Whether climate science should be regarded as sufficient cause to stop a coal train was for a higher court to decide, he said.
On his point that "courts are becoming more tolerant of climate change litigation", he said this might actually mean there were other courses of legal action open to head off emissions, short of taking direct action.
The Supreme Court’s decision to allow Smith’s case to proceed supports the contention. It could yet cool Fonterra’s coal furnaces by a legal route.
And while arguments are being made in academic circles - such as in Prof Warnock’s paper - that the extraordinary circumstances of climate change could redefine how the "defence of necessity" is regarded, that was still in the future, Judge Robinson said, and would again ultimately be for a senior court to rule on.
Other jurisdictions may be further down that road already.
Prof Warnock’s paper, co-authored with Brian Preston, chief judge of New South Wales land and environment court, says a defence of necessity premised on the climate change emergency appears to be an emerging trend, globally.
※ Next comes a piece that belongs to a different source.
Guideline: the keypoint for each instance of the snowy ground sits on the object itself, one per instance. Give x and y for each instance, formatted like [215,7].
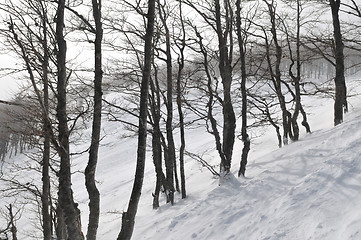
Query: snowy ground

"In the UK, some magistrates and juries are delivering not guilty verdicts for climate change activists accused of trespass and criminal damage, despite judges advising the jury, where there is one, to reject defences of climate necessity as not validly based in existing jurisprudence ... In other nations, legal defences based on climate necessity are gaining traction, and some appear to have met with success," they write.
However, any trend towards entertaining climate change arguments didn’t stretch to the other defence deployed in the Dunedin case.
Defence counsel Dr Thomas Harre - representing the other two defendants - argued the New Zealand Bill of Rights Act protected peaceful protest of the kind undertaken at the railway station.
Particularly so given KiwiRail was required by the State-Owned Enterprises Act to exhibit a "sense of social responsibility by having regard to the interests of the community in which it operates and endeavouring to accommodate or encourage these when able to do so".
Given all of that, and the limited duration of the protest "the circumstances did not require a charge to be laid", Dr Harre argued.
However, Judge Robinson ruled that safety considerations under the Railways Act meant the actions police took to arrest and charge those involved were reasonable.
It has certainly not been all one-way traffic in terms of courts looking leniently at climate-related matters.
While juries in the UK may have been counselling leniency, the government there has introduced new public nuisance laws to curtail protest. Five climate activists are in jail for planning a motorway protest - having received sentences of between four and five years. The sentences have been described as "not acceptable in a democracy" and may yet be challenged in the European Court of Human Rights.
Here in New Zealand, some of those involved in motorway protests in Wellington have already spent short stints in custody and face the more serious charge of endangering transport - which carries a maximum sentence of 14 years.
The outcome there, too, is for the future.
For today, or perhaps tomorrow, away from the tourists’ cameras, on the further side of Dunedin’s ornate railway station, another long heavy line of grimy wagons will clank north, having skirted the sea-level-rise-threatened suburbs of the city. It will then tick off the exposed towns of the North Otago and South Canterbury coastline, cross the flood-threatened rail bridges over dozens of waterways. And then its cargo, the coal, will be burned.